L’elemento che conferisce al Museo la sua anima è la collezione: oltre 6.000 opere di manifattura occidentale e orientale, databili dal XII al XIX secolo, tra porcellane europee — da Meissen e Sèvres a Napoli e Doccia — smalti, vetri, avori, coralli, bronzi e maioliche rinascimentali e barocche. Un collezionismo enciclopedico che riflette il gusto cosmopolita del suo fondatore, che spese gran parte della vita tra Napoli e Parigi acquistando pezzi nei principali mercati d’arte europei.
Negli anni, la collezione è stata arricchita e riordinata, con interventi di restauro e di riallestimento che ne hanno migliorato la fruizione, in linea con le esigenze della museologia contemporanea. Il Museo si sviluppa su tre livelli: al piano terra sono esposti smalti, avori, vetri e oggetti d’arredo; al primo piano la prestigiosa raccolta di porcellane europee; al seminterrato una sezione dedicata alle porcellane orientali, tra cui importanti testimonianze della tradizione cinese Ming e Qing e rarità giapponesi.

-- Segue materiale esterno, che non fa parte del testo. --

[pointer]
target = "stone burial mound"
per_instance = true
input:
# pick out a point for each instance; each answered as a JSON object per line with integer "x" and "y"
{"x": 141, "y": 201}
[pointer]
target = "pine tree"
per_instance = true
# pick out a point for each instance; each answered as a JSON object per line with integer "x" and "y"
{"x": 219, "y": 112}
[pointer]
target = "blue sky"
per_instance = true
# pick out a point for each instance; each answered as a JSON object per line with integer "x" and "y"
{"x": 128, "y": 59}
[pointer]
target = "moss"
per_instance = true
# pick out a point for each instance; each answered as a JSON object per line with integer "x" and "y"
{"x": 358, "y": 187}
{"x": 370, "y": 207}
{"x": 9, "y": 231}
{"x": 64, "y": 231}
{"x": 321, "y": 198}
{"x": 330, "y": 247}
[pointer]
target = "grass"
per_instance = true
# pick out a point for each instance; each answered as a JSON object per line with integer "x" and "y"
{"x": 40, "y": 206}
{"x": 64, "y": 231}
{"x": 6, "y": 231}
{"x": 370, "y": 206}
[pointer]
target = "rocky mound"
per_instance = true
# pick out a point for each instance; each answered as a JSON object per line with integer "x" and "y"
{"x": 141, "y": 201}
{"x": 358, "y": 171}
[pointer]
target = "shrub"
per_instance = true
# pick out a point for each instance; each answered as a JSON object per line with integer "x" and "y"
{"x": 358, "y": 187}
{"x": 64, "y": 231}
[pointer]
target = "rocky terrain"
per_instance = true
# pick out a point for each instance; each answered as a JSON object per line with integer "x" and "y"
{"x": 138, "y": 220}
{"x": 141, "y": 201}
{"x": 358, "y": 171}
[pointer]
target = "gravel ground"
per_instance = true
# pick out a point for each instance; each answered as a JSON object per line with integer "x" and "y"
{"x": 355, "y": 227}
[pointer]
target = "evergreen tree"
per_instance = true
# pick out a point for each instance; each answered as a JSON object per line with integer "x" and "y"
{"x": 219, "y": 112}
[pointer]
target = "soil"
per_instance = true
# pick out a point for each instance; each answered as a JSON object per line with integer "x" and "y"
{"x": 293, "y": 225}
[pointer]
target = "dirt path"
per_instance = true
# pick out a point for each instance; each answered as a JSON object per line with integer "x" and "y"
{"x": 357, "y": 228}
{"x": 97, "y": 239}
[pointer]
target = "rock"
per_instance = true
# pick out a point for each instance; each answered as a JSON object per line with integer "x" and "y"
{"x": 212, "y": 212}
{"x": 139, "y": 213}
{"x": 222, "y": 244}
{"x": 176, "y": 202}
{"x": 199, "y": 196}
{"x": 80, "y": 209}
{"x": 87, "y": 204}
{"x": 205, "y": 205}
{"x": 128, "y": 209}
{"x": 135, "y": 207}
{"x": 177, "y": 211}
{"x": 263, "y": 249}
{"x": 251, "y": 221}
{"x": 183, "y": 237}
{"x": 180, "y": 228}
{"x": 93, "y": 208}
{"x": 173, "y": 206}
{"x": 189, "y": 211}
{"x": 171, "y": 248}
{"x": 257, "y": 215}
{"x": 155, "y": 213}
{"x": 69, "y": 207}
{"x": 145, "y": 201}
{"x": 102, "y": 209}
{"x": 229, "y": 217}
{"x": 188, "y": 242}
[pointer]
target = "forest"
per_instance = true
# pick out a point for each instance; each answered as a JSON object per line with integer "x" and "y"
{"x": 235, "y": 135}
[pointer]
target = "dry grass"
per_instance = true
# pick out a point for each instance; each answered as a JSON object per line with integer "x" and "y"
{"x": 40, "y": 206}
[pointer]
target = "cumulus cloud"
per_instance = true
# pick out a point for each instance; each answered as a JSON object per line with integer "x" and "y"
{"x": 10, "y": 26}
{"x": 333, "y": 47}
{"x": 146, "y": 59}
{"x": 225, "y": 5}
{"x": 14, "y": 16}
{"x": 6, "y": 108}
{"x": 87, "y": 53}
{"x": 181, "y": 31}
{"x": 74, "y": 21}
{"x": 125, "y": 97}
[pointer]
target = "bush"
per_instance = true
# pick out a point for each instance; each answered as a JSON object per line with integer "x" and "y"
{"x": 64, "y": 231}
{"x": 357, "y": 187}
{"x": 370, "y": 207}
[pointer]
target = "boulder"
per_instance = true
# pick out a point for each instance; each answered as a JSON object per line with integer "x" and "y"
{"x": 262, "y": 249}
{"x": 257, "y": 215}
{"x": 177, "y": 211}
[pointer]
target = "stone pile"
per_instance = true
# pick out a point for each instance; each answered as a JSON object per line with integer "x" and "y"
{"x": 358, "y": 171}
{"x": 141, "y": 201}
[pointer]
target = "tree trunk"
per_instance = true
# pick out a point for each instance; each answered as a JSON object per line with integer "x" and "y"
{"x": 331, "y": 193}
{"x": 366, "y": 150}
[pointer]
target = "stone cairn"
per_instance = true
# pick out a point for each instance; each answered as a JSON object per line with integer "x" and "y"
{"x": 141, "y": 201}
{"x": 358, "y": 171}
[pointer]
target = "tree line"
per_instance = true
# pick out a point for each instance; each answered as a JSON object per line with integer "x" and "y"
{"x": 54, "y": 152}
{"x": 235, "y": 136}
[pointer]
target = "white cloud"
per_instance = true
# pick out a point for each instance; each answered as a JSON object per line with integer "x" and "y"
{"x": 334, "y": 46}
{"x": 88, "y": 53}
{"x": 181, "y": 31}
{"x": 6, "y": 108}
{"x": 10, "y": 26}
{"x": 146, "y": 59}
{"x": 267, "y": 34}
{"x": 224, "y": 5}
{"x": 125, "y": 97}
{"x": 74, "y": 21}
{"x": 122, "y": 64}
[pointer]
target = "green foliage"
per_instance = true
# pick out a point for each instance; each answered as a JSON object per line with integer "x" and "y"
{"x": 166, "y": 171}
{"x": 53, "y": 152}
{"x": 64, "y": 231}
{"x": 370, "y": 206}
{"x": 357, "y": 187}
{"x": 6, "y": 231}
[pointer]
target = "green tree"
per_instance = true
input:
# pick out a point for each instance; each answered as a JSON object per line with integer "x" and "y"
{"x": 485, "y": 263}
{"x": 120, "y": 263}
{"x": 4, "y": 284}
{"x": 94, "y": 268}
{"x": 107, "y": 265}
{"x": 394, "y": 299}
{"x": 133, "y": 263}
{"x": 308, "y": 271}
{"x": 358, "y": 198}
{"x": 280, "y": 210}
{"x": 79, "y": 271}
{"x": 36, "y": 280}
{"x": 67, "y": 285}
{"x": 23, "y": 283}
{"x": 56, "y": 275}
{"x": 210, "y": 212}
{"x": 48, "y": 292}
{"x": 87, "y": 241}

L’appuntamento del 17 gennaio non sarà una semplice celebrazione, ma un momento di confronto critico sull’evoluzione del museo, sulle sue collezioni e sulle prospettive future, attraverso le voci di studiosi e protagonisti della scena culturale napoletana:
Nadia Barrella, Docente di Museologia (Università della Campania “Luigi Vanvitelli”)

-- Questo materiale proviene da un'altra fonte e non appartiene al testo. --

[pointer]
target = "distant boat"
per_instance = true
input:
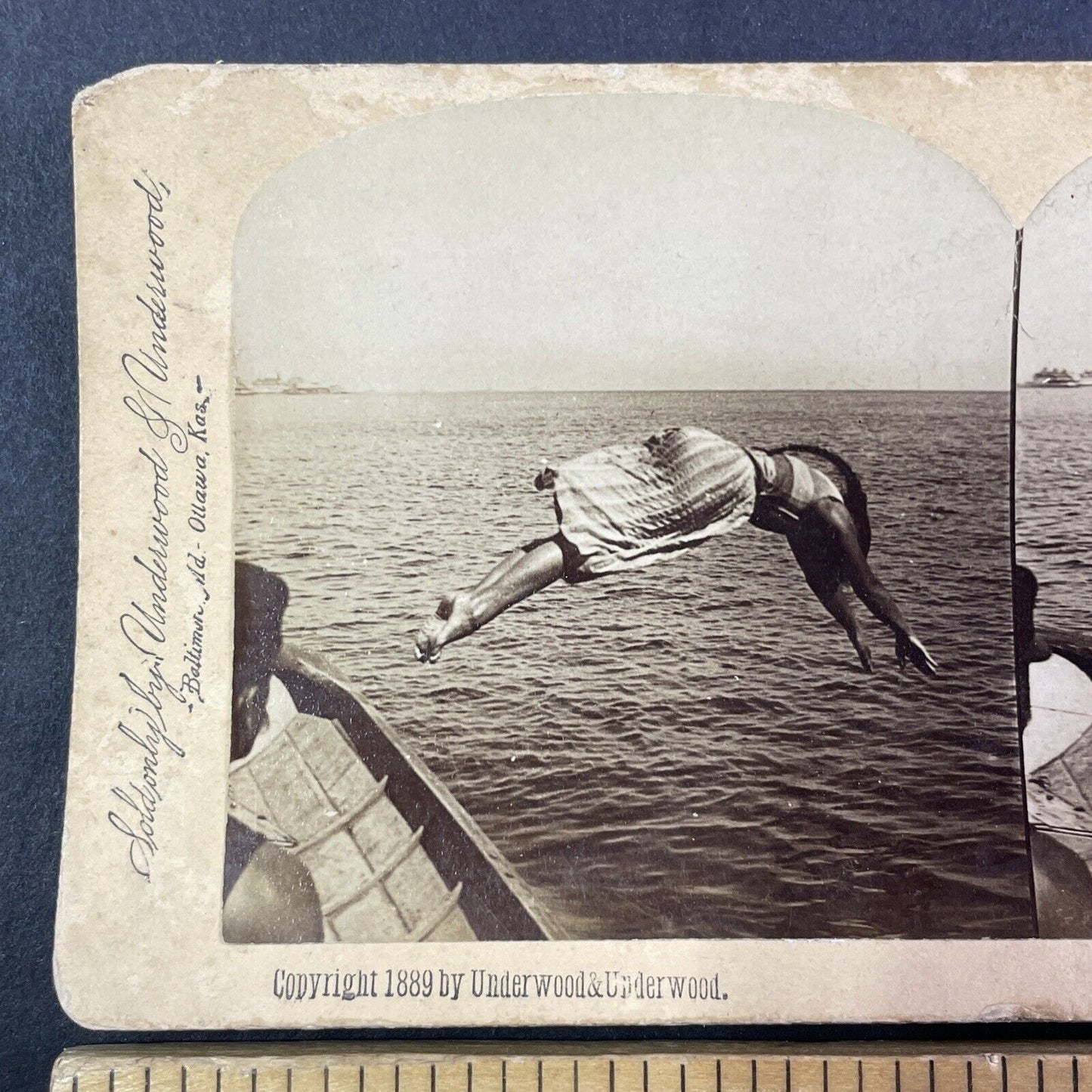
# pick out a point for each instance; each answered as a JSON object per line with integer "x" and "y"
{"x": 1060, "y": 377}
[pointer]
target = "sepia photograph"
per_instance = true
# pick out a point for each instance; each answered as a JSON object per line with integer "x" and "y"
{"x": 1053, "y": 547}
{"x": 623, "y": 522}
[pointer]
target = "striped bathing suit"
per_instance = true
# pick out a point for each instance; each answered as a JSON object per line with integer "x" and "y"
{"x": 630, "y": 505}
{"x": 789, "y": 484}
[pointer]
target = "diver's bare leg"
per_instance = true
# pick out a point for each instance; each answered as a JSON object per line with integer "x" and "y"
{"x": 520, "y": 574}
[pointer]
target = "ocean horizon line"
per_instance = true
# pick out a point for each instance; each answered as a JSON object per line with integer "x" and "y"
{"x": 648, "y": 390}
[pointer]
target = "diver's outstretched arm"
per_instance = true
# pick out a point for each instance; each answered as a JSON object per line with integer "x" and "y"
{"x": 868, "y": 588}
{"x": 522, "y": 574}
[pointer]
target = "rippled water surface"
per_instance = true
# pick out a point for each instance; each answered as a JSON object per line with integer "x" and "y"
{"x": 689, "y": 749}
{"x": 1054, "y": 490}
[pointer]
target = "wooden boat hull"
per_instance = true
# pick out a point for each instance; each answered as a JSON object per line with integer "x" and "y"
{"x": 491, "y": 899}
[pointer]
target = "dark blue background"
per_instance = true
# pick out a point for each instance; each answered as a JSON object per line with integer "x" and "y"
{"x": 48, "y": 51}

Amalia Bizzarro, Storica dell’arte e Referente di Villa Floridiana
Lucia Caterina, già Docente di Archeologia e Storia dell’Arte cinese (Università “L’Orientale”)

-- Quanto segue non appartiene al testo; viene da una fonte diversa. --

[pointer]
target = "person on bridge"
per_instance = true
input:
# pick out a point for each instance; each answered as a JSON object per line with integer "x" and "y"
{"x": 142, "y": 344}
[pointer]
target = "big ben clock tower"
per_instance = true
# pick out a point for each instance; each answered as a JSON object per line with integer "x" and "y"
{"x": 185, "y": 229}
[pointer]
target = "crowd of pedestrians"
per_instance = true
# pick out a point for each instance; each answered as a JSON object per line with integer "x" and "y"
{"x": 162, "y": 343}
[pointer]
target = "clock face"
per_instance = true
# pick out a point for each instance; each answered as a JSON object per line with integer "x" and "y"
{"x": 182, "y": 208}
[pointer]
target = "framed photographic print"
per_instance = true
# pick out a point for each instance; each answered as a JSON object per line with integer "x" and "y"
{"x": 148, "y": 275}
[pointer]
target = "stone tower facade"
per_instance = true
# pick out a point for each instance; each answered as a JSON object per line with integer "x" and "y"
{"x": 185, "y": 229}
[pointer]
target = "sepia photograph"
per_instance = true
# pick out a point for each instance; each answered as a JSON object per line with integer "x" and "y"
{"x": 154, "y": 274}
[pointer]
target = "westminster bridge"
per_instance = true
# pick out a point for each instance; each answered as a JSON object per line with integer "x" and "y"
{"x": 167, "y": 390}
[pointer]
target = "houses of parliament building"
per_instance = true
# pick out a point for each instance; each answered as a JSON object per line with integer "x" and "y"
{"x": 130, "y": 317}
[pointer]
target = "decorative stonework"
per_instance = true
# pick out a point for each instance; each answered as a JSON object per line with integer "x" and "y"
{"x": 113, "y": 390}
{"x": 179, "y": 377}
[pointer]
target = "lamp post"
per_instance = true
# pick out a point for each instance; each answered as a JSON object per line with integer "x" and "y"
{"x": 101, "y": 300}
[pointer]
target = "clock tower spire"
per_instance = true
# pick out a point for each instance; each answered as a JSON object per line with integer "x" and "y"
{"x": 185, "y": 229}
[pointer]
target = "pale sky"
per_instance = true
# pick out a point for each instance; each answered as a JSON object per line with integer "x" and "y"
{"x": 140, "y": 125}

Paola Giusti, già Direttrice del Museo Duca di Martina
Patrizia Piscitello, Storica dell’arte dei Musei Nazionali del Vomero
L’iniziativa nasce dalla collaborazione tra i Musei Nazionali del Vomero e l’Associazione culturale Amici della Floridiana APS, da anni impegnata nella valorizzazione del complesso e nella costruzione di un dialogo continuo tra il Museo, il territorio e i suoi pubblici. Un impegno che, in occasione del centenario, sottolinea il ruolo del Museo Duca di Martina non solo come custode della memoria, ma come luogo vivo di partecipazione culturale, confronto e condivisione.